E' stato applicato il 10% di interesse dal 1996 ad oggi a fronte di un prestito tra un privato e un'azienda: come si può verificare se si tratta di tasso usura durante questo periodo?

Risposta di Simonetta Folliero
16 febbraio 2017 at 11:04

Naturalmente possiamo fornirle solo indicazioni di massima, giusto per darle la possibilità di capire se sia, o meno, il caso di affidare la questione che la riguarda ad una associazione di consumatori specializzata nell'accertare il superamento del tasso di usura nei prodotti bancari e finanziari (prestiti, carte di credito e revolving, conti correnti) e che possa supportarla nella contestuale richiesta di rimborso delle somme pagate in violazione della legge antiusura.

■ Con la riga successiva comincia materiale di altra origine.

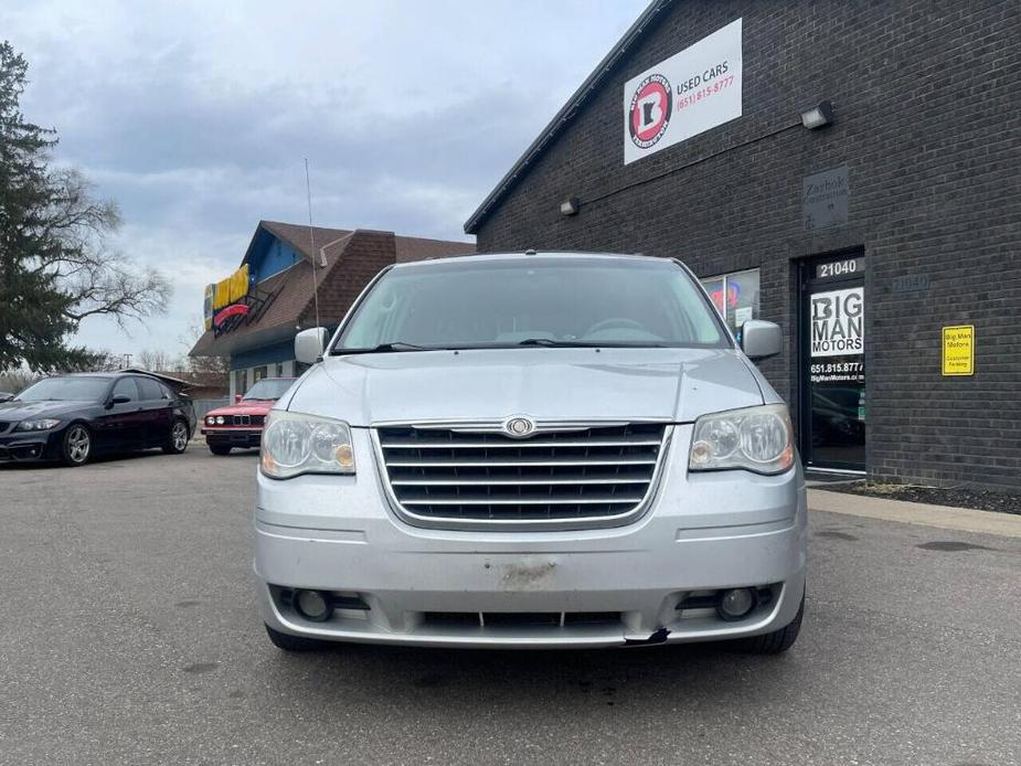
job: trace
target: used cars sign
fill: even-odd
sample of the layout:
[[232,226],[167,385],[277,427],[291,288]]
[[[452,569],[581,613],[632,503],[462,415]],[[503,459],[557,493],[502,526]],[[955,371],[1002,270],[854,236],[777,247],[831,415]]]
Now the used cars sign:
[[741,19],[624,86],[624,163],[741,117]]

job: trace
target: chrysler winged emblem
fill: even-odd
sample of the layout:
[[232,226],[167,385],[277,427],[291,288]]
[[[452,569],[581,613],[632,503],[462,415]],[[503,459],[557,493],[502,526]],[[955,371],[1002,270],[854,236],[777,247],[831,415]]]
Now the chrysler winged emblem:
[[503,421],[503,433],[515,439],[531,436],[535,430],[535,422],[525,415],[512,415]]

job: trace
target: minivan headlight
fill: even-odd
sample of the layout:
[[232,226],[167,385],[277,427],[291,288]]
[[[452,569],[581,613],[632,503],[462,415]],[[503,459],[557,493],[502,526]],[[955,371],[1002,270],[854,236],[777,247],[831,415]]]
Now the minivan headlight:
[[784,404],[730,409],[695,421],[688,469],[783,474],[794,465],[794,427]]
[[263,474],[289,479],[300,474],[353,474],[351,428],[342,421],[275,409],[263,430]]

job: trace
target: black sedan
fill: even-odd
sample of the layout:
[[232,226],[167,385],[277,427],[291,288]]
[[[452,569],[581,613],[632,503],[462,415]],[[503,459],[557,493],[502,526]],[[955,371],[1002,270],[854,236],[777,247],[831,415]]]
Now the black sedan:
[[195,429],[191,400],[149,375],[46,377],[0,404],[0,462],[82,466],[102,453],[183,453]]

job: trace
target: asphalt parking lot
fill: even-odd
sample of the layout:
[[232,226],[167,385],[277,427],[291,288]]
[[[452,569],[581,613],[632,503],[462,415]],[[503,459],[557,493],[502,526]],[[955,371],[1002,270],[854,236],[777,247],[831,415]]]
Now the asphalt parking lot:
[[777,658],[342,646],[252,595],[254,453],[0,468],[0,763],[1021,763],[1021,540],[811,514]]

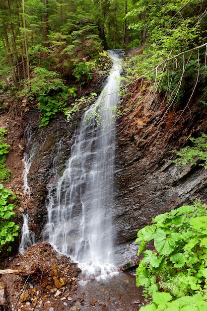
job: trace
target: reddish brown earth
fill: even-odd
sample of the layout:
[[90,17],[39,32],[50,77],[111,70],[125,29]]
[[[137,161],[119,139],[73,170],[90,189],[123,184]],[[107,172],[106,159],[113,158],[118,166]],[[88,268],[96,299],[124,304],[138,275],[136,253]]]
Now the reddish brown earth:
[[[131,53],[134,54],[136,51]],[[113,219],[116,253],[120,258],[120,262],[118,260],[120,266],[138,259],[137,246],[133,241],[138,231],[150,224],[152,218],[189,204],[191,199],[198,197],[205,202],[207,196],[207,173],[198,165],[199,163],[180,168],[163,161],[173,156],[170,151],[188,144],[190,137],[197,137],[201,132],[207,132],[207,109],[198,103],[198,94],[195,94],[187,107],[184,102],[181,107],[168,109],[161,96],[147,92],[147,85],[144,88],[143,85],[138,81],[130,86],[129,94],[123,103],[124,113],[117,124],[116,192]],[[92,90],[91,88],[90,91]],[[139,104],[140,95],[144,99]],[[9,104],[5,106],[9,109]],[[21,103],[14,110],[16,113],[10,110],[9,113],[0,116],[0,127],[8,130],[7,143],[11,145],[6,163],[7,168],[11,170],[12,177],[10,182],[4,186],[12,190],[19,199],[20,203],[16,208],[17,223],[21,228],[22,213],[26,210],[31,220],[30,226],[41,240],[47,218],[45,205],[47,185],[52,181],[53,159],[57,152],[53,146],[57,146],[60,139],[64,138],[65,149],[59,159],[61,173],[69,156],[74,130],[80,113],[69,124],[64,116],[59,115],[44,129],[43,135],[41,135],[38,128],[40,113],[35,103]],[[22,161],[25,145],[23,133],[29,122],[39,146],[41,146],[28,175],[32,188],[30,199],[23,192]],[[19,243],[17,238],[13,245],[10,258],[1,261],[0,269],[17,268],[26,271],[28,275],[30,270],[34,272],[30,275],[24,288],[28,276],[9,274],[1,278],[6,290],[4,294],[9,310],[13,310],[17,303],[15,309],[17,311],[53,311],[50,308],[53,308],[54,311],[129,311],[138,310],[143,302],[134,279],[132,282],[133,287],[130,287],[130,278],[119,280],[115,276],[114,279],[117,283],[116,285],[114,282],[113,287],[111,284],[91,282],[88,287],[78,287],[79,291],[77,292],[76,286],[79,277],[69,258],[60,256],[50,245],[41,242],[23,255],[17,255]],[[72,279],[73,277],[75,279]],[[54,278],[59,281],[63,278],[63,283],[66,283],[58,289],[55,281],[58,284],[57,279]],[[117,285],[119,283],[122,286],[123,284],[124,291],[126,293],[126,289],[130,288],[131,295],[121,294],[121,289]],[[18,300],[23,288],[29,296],[21,303]],[[58,290],[61,293],[55,297]],[[6,310],[4,307],[2,310]]]

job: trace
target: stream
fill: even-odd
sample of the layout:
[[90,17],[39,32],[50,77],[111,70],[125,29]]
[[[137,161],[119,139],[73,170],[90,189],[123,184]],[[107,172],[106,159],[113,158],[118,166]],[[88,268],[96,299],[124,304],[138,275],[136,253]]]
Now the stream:
[[[121,260],[114,253],[112,228],[115,114],[119,100],[122,55],[120,51],[110,53],[113,68],[103,90],[82,117],[62,177],[58,175],[57,165],[64,138],[60,141],[47,186],[48,222],[44,240],[77,262],[82,270],[75,294],[78,297],[75,303],[77,309],[74,310],[135,311],[144,304],[135,277],[118,272]],[[26,135],[27,147],[32,135],[29,127]],[[27,176],[35,148],[34,146],[28,154],[26,152],[24,158],[24,193],[29,197]],[[35,241],[26,214],[23,220],[21,254]],[[120,250],[124,254],[126,251]],[[83,307],[80,297],[84,297]]]

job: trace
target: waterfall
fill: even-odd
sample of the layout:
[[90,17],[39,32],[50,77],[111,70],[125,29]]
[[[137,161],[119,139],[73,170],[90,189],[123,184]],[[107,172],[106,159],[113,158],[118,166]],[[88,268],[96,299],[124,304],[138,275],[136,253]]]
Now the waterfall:
[[[32,141],[32,131],[31,125],[29,124],[24,131],[24,137],[26,140],[25,150],[24,152],[23,162],[24,165],[24,169],[23,173],[24,181],[24,193],[28,196],[28,199],[30,198],[31,190],[28,184],[27,175],[32,161],[34,159],[36,152],[37,144],[33,144]],[[31,150],[30,148],[32,144]],[[21,242],[19,247],[19,252],[23,254],[28,247],[35,243],[35,234],[34,232],[29,230],[28,223],[28,214],[24,213],[22,215],[23,224],[21,230],[22,236]]]
[[[30,196],[31,190],[28,184],[27,175],[34,159],[35,155],[36,144],[32,144],[32,131],[30,125],[29,124],[24,132],[24,137],[26,140],[25,150],[24,152],[23,162],[24,163],[24,169],[23,173],[24,180],[24,193],[27,194],[29,197]],[[32,144],[32,146],[30,151],[29,151],[30,145]]]
[[23,254],[24,251],[32,245],[35,243],[35,234],[34,232],[29,230],[28,226],[28,214],[23,214],[23,224],[22,226],[21,243],[19,245],[19,252]]
[[52,244],[95,276],[116,269],[111,211],[121,64],[120,55],[110,53],[113,68],[98,100],[82,117],[66,169],[49,198],[45,230]]

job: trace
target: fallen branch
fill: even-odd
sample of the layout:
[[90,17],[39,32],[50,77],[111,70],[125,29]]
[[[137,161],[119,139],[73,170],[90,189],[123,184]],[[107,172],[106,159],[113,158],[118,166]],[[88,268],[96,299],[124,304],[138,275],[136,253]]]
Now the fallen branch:
[[35,273],[35,270],[30,271],[24,271],[21,270],[13,270],[12,269],[5,269],[4,270],[0,270],[0,274],[18,274],[20,276],[27,276],[30,274],[33,274]]

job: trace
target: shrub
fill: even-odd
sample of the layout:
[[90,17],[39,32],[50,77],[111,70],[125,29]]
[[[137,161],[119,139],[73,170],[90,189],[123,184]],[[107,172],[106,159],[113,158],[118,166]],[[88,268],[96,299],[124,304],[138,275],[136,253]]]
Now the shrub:
[[[174,299],[207,295],[207,215],[206,205],[196,200],[193,205],[156,216],[152,225],[138,232],[138,253],[143,257],[137,284],[145,287],[146,297],[158,291],[167,292]],[[150,249],[144,250],[152,240]]]
[[[4,189],[0,184],[0,252],[18,236],[19,226],[10,221],[15,214],[13,211],[14,205],[9,203],[15,198],[12,195],[12,191]],[[7,250],[10,251],[11,246],[8,246]]]

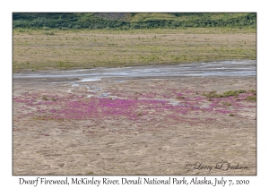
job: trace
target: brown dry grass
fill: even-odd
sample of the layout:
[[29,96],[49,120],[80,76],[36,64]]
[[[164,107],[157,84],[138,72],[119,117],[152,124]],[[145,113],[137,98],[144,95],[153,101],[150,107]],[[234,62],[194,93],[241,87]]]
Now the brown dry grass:
[[256,59],[256,30],[13,30],[13,73]]

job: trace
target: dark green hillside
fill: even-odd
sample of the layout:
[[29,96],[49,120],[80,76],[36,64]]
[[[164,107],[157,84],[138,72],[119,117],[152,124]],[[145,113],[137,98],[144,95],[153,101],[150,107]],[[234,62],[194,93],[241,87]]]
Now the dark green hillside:
[[256,28],[256,13],[13,13],[13,28],[66,29],[174,29],[232,27]]

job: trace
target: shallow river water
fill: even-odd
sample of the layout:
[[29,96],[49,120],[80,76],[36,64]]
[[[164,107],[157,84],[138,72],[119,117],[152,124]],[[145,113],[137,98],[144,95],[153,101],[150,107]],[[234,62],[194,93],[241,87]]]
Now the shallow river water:
[[96,68],[68,71],[42,71],[14,73],[15,81],[56,80],[56,81],[93,81],[102,78],[169,76],[256,76],[256,61],[222,61],[178,65],[148,65],[123,68]]

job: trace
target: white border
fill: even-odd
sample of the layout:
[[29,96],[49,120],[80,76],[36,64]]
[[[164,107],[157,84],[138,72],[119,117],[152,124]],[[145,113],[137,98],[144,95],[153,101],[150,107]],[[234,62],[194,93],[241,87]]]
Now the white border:
[[[262,1],[265,2],[265,1]],[[13,12],[256,12],[257,13],[257,176],[224,176],[225,179],[249,179],[254,185],[267,184],[268,171],[268,13],[265,3],[250,0],[225,1],[4,1],[1,4],[1,162],[0,186],[18,187],[19,177],[12,176],[12,13]],[[4,57],[4,58],[3,58]],[[36,176],[27,176],[27,179]],[[43,176],[44,177],[44,176]],[[46,176],[45,176],[46,177]],[[75,176],[77,177],[77,176]],[[99,176],[100,177],[100,176]],[[120,176],[108,176],[120,179]],[[160,176],[161,177],[161,176]],[[207,176],[211,178],[211,176]],[[220,176],[217,176],[220,177]],[[64,176],[48,176],[63,179]],[[69,178],[71,178],[69,176]],[[190,176],[187,176],[190,178]],[[88,185],[89,186],[89,185]],[[180,186],[180,185],[177,185]],[[28,187],[23,185],[23,187]],[[29,186],[32,187],[32,185]],[[55,186],[58,187],[58,186]],[[63,186],[61,186],[63,187]],[[73,187],[69,185],[68,187]],[[103,187],[103,186],[101,186]],[[117,186],[118,187],[118,186]],[[121,185],[120,187],[124,187]],[[187,186],[192,187],[192,186]],[[196,187],[196,186],[195,186]],[[233,186],[234,187],[234,186]],[[245,186],[244,186],[245,187]],[[265,187],[265,186],[262,186]]]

Infatti, nel caso di superamento del tasso soglia di usura la banca (la finanziaria o Poste Italiane) è tenuta, su richiesta del cliente, al ricalcolo degli interessi dovuti e a restituirgli la differenza tra l'importo degli interessi addebitati e il tasso soglia di usura vigente pro-tempore.

Il tasso soglia di usura vigente pro-tempore viene determinato dalla Banca d'Italia con cadenza trimestrale sulla base dei tassi medi rilevati per il comparto considerato.

Si parte dunque da queste tabelle trimestrali. Per ciascun trimestre di interesse si individua il tasso soglia su base annua relativo alla tipologia di finanziamento ottenuto (aperture di credito in conto corrente, scoperti senza affidamento, Crediti personali e via dicendo). Il tasso soglia di usura su base annua va quindi confrontato con il TAEG applicato dal creditore.

Facciamo un esempio: supponiamo che il debitore abbia ottenuto un credito personale con tasso di interesse TAEG applicato pari al 19%. Per verificare se nel trimestre che va dal primo ottobre al 31 dicembre 2016 sia stato superato il tasso soglia di usura nel finanziamento che lo riguarda, il debitore deve consultare la tabella Banca d'Italia relativa a quel trimestre. Da tale tabella si evince che il tasso soglia di usura su base annua per il comparto "crediti personali" è stato del 17,15%. Quindi, in questo caso, siamo in presenza di usura sopravvenuta (con il termine usura sopravvenuta ci si riferisce all'ipotesi di superamento del tasso soglia di usura intervenuto nel corso del rapporto di finanziamento.) ed il debitore ha diritto, per quel trimestre, al rimborso dell'1,85% di interessi versati in più.